Asumsi arus biaya persediaan

Asumsi arus biaya persediaan menyatakan bahwa biaya suatu item persediaan berubah dari saat diperoleh atau dibuat dan saat dijual. Karena perbedaan biaya ini, manajemen memerlukan sistem formal untuk menetapkan biaya ke persediaan saat mereka bertransisi ke barang yang dapat dijual.

Misalnya, ABC International membeli widget pada tanggal 1 Januari seharga $ 50. Pada 1 Juli, ia membeli widget identik seharga $ 70, dan pada 1 November ia membeli widget serupa lainnya seharga $ 90. Produk benar-benar dapat dipertukarkan. Pada 1 Desember, perusahaan menjual salah satu widget tersebut. Ia membeli widget dengan tiga harga berbeda, jadi berapa biaya yang harus dilaporkan untuk harga pokok penjualannya? Ada beberapa cara yang mungkin untuk menafsirkan asumsi arus biaya. Sebagai contoh:

  • Asumsi arus biaya FIFO . Dengan metode masuk pertama, keluar pertama, Anda berasumsi bahwa barang pertama yang dibeli juga merupakan barang pertama yang terjual. Jadi, harga pokok penjualan menjadi $ 50. Karena ini adalah item dengan biaya terendah dalam contoh, keuntungan akan menjadi yang tertinggi di bawah FIFO.

  • Asumsi arus biaya LIFO . Dengan metode masuk terakhir, keluar pertama, Anda berasumsi bahwa barang terakhir yang dibeli juga merupakan barang pertama yang terjual. Jadi, harga pokok penjualan menjadi $ 90. Karena ini adalah item dengan biaya tertinggi dalam contoh, keuntungan akan menjadi terendah di bawah LIFO.

  • Metode identifikasi khusus . Di bawah metode identifikasi khusus, Anda dapat secara fisik mengidentifikasi barang tertentu yang dibeli dan kemudian dijual, sehingga arus biaya bergerak dengan barang yang sebenarnya dijual. Ini adalah situasi yang jarang terjadi, karena sebagian besar barang tidak dapat diidentifikasi secara individual.

  • Asumsi arus biaya rata-rata tertimbang . Di bawah metode rata-rata tertimbang, harga pokok penjualan adalah biaya rata-rata dari ketiga unit, atau $ 70. Asumsi arus biaya ini cenderung menghasilkan biaya kisaran menengah, dan karenanya juga menghasilkan laba kisaran menengah.

Asumsi arus biaya tidak selalu sesuai dengan arus barang yang sebenarnya (jika demikian, kebanyakan perusahaan akan menggunakan metode FIFO). Sebaliknya, dimungkinkan untuk menggunakan asumsi arus biaya yang bervariasi dari penggunaan aktual. Untuk alasan ini, perusahaan cenderung memilih asumsi arus biaya yang meminimalkan keuntungan (untuk meminimalkan pajak penghasilan) atau memaksimalkan keuntungan (untuk meningkatkan nilai saham).

Dalam periode kenaikan harga material, metode LIFO menghasilkan harga pokok penjualan yang lebih tinggi, keuntungan yang lebih rendah, dan karenanya menurunkan pajak penghasilan. Dalam periode penurunan harga material, metode FIFO memberikan hasil yang sama.

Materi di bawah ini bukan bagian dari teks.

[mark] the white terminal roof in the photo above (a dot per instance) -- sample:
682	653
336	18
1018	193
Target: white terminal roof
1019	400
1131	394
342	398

Asumsi arus biaya adalah item kecil ketika biaya persediaan relatif stabil dalam jangka panjang, karena tidak akan ada perbedaan tertentu dalam harga pokok penjualan, tidak peduli asumsi arus biaya mana yang digunakan. Sebaliknya, perubahan dramatis dalam biaya persediaan dari waktu ke waktu akan menghasilkan perbedaan yang cukup besar dalam tingkat laba yang dilaporkan, tergantung pada asumsi arus biaya yang digunakan. Dengan demikian, akuntan harus secara khusus menyadari dampak keuangan dari asumsi arus biaya persediaan dalam periode biaya berfluktuasi.

Semua masalah sebelumnya menjadi kurang penting jika metode rata-rata tertimbang digunakan. Pendekatan ini cenderung menghasilkan tingkat keuntungan rata-rata dan tingkat pendapatan kena pajak rata-rata dari waktu ke waktu.

Perhatikan bahwa metode LIFO tidak diperbolehkan menurut IFRS. Jika sikap ini diadopsi oleh kerangka akuntansi lain di masa depan, ada kemungkinan bahwa metode LIFO mungkin tidak tersedia sebagai asumsi arus biaya.